Hicks notes energy-saving technologies like timers and motion detectors may be helpful in reducing waste in light consumption, such as in restrooms or hallways and offices when no one is present.

“In general, due to the significant energy savings potential of new lighting technologies, it is more beneficial to upgrade to a more efficient technology than to install curtailment devices,” Hicks cautions. “With that said, there is some potential to mitigate potential increases in consumption after the adoption of a new energy efficient lighting technology through the use of these managed strategies. A motion-activated sensor for lights will help to curb the urge to leave the more efficient lights on all the time.”



Mother Nature’s bottom line

The environmental impact of using energy efficient products more often is similar to increasing usage of any product, says Hicks — they will consume more energy. “And the consumption of energy has an environmental impact that is a function of the fuel source utilized in its production. For example, electricity generated by a coal power plant has a different environmental impact than electricity generated by a wind turbine.”

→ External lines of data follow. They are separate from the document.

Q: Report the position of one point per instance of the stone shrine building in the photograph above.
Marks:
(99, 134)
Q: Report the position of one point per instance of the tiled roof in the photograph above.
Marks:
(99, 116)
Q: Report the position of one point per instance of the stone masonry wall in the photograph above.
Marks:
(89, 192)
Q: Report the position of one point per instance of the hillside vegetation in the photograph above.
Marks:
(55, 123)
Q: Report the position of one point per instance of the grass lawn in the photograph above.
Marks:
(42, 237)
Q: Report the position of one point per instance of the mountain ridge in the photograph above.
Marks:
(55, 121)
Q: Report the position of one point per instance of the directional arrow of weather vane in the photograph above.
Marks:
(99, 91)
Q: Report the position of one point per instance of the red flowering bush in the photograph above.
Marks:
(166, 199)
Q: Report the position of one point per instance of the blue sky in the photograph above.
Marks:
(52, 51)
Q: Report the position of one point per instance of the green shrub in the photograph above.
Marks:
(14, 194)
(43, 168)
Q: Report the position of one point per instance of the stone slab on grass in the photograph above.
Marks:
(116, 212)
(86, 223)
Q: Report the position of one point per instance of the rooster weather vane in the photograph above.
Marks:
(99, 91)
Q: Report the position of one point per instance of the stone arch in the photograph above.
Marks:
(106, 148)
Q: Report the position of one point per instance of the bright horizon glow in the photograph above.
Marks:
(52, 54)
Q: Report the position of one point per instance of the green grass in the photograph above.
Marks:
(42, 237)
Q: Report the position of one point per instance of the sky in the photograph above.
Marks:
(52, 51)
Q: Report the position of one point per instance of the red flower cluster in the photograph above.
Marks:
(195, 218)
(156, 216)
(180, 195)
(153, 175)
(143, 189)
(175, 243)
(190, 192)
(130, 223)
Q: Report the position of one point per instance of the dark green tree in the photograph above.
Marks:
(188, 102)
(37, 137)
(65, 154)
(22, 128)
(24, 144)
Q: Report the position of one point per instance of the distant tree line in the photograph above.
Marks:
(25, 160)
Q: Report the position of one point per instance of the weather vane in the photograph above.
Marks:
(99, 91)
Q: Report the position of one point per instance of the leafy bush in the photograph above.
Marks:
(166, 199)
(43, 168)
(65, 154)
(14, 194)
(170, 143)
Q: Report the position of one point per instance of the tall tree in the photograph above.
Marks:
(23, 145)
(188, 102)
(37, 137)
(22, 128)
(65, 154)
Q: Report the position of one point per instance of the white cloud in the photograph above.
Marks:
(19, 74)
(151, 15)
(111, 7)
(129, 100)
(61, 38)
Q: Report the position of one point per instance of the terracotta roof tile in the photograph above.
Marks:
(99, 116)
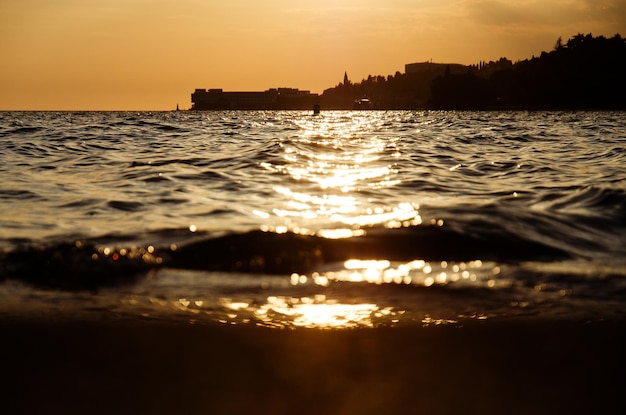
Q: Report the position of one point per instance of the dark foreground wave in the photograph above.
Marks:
(90, 263)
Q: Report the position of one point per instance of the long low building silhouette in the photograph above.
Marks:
(272, 99)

According to Hicks, energy-efficient lighting technology such as CFL and LED lighting options are more complex than conventional incandescent bulbs. With respect to CFL bulbs, they contain a small amount of mercury (about 5 milligrams per bulb) that is essential to their function. In the case of LED lamps, they contain a variety of rare earth metals.

“The question with respect to both of these lighting options is should they be part of the municipal solid waste stream? Or should some of the materials be recovered from the spent bulbs at the end of their lifetime and reused, either in new light bulbs or for other purposes? In Dane County there are a variety of retailers that offer collection locations for spent incandescent and CFL bulbs; however, the recycling options for LED lamps are fairly limited,” says Hicks.

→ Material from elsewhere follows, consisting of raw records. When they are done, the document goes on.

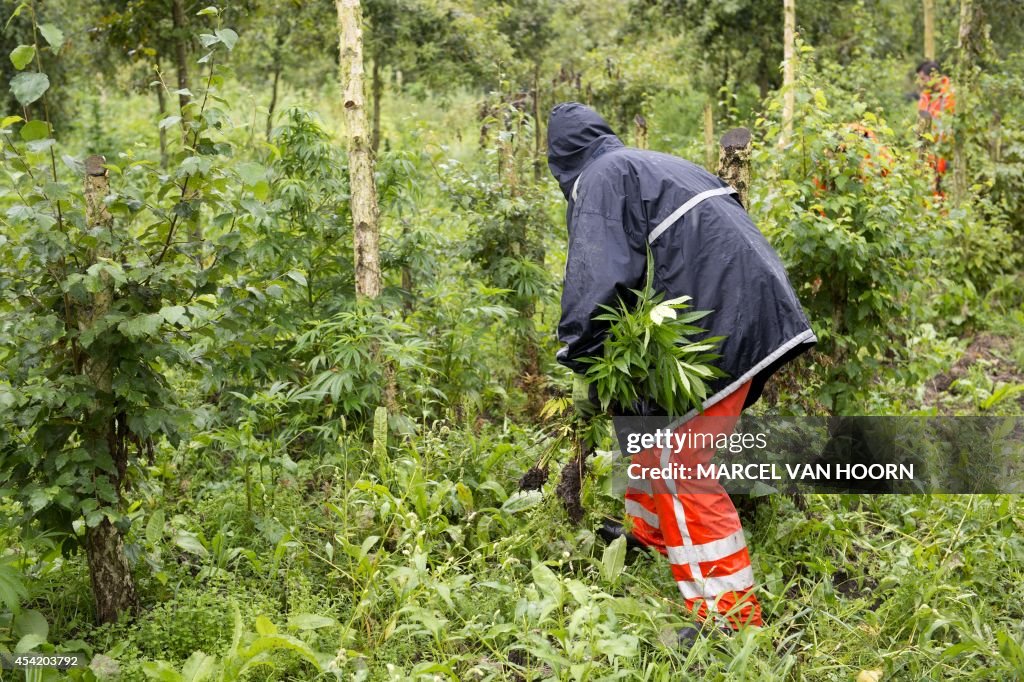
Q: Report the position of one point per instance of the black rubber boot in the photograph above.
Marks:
(690, 634)
(611, 529)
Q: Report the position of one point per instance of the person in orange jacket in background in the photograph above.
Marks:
(935, 108)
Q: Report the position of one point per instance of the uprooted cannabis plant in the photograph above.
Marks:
(650, 353)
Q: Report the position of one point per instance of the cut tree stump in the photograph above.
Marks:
(734, 161)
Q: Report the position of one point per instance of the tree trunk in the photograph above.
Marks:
(376, 91)
(972, 42)
(113, 587)
(180, 51)
(162, 105)
(360, 156)
(640, 123)
(734, 161)
(711, 156)
(929, 10)
(273, 97)
(788, 69)
(538, 130)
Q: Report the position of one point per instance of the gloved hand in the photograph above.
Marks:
(581, 397)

Hicks notes the lifetime of these lighting options also varies. An incandescent bulb will last for about 1,500 hours, while a CFL lasts for about 12,000 hours, and a LED lasts for about 25,000 hours of use. This means that fewer LED lamps can be used to provide the same number of hours of light when compared to an incandescent. Also, there will be fewer bulbs to dispose of.

“Due to this, LED recycling — and particularly collection — programs are still developing. In Wisconsin, spent bulbs generated as part of household waste are not legally required to be recycled; however, consumers are still encouraged to recycle their spent bulbs.”